SAN FRANCISCO (CN) - Foreshadowing a potential win for the Trump administration's deregulation agenda, a Ninth Circuit judge on Wednesday rejected arguments that the Energy Department intentionally relinquished its power to hold back stricter efficiency standards.
"Why in the world would an agency want to do this?" U.S. Circuit Judge Paul Watford asked during a hearing Wednesday.
Watford was responding to arguments posed by a coalition of environmental groups, 11 states, the District of Columbia and the city of New York. The coalition is defending a federal judge's February 2018 decision to thaw frozen Obama-era efficiency standards for large appliances and industrial equipment.
U.S. District Judge Vince Chhabria found Energy Department rules require it to publish efficiency standards that were advertised as final after a 45-day error-correction period.
The U.S. Justice Department says the error-correction process was designed to limit public input to fix errors and typos, not to hinder the agency's power to hold back regulations.
"It was not intended to constrain the agency's policy authority or its underlying discretion to determine prior to publication whether to promulgate a regulation," Justice Department lawyer H. Thomas Byron III told a three-judge panel Wednesday.
The stricter standards, scheduled to take effect after a 45-day review period that started in December 2016, would apply to air conditioners, air compressors, uninterruptable power supplies, walk-in coolers and freezers and commercial boilers.
The new rules are expected to save consumers and businesses $1.6 trillion, cut 6.5 billion tons of carbon dioxide emissions, and conserve more energy than the U.S. produces in a year by 2030, according to Energy Department estimates.
But Energy Secretary Rick Perry has refused to act on the proposed regulations since taking office in March 2017.
Representing the environmental groups, attorney Ian Fein argued that the department already decided to finalize the rules before the error-correction period started.
Without a court order requiring the standards to be published, the energy-saving rules will remain in regulatory limbo, Fein told the panel.
"It would deprive the public of these enormous public benefits that the agency itself has found and not disclaimed, and it would injure the industry that in good faith relied on these final standards posted on the agency's website," Fein said.
Fein is with the Natural Resources Defense Council.
Addressing the Justice Department lawyer, U.S. Circuit Judge Mary Schroeder asked why the error-correction rule and its regulatory history are silent on the agency's authority to hold back a standard that was supposed to be published.
"Ambiguity in the rule should not be read to support plaintiffs' idea that there was intent to constrain the agency's policy-making authority," Byron said.

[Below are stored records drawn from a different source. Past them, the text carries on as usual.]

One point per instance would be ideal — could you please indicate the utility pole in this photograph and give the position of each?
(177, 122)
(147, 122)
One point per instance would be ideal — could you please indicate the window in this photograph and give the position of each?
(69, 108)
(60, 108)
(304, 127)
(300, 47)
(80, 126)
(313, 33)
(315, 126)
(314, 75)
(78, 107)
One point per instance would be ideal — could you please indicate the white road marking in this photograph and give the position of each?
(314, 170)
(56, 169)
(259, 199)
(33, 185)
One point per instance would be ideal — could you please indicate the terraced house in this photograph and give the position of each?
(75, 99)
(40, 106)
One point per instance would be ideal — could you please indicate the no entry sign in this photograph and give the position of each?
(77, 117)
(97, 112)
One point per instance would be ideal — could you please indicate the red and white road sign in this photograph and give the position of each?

U.S. District Judge David Ezra, sitting on the panel by designation from the District of Hawaii, cautioned that a ruling in favor of the plaintiffs could have far-reaching implications for judicial power over executive decisions.
"I'm just wondering whether the district court has that kind of enormous power," Ezra said. "I think not."
Also supporting the stricter energy standards, California Deputy Attorney General Somerset Perry attempted to assuage any fears that a decision in favor of the plaintiffs would dramatically enhance judicial power over executive agencies.
"It will require the agency publish these standards," Perry said. "If the agency is concerned about this moving forward, it can amend the rule. It can't distort the rule it previously promulgated."
After about 45 minutes of debate, the panel took the arguments under submission.
Schroeder and Watford were appointed by Presidents Jimmy Carter and Barrack Obama, respectively. Ezra was appointed by Ronald Reagan.
Plaintiffs involved in the lawsuit include the states of California, Connecticut, Illinois, Maine, Maryland, Massachusetts, New York, Oregon, Pennsylvania, Vermont, Washington state, the District of Columbia, and the city of New York.
Other groups challenging the frozen efficiency standards include the Natural Resources Defense Council, the Sierra Club, Consumer Federation of America, and Texas Ratepayers’ Organization to Save Energy.
The Air-Conditioning, Heating & Refrigeration Institute, an industry trade group, also intervened as a defendant in the case.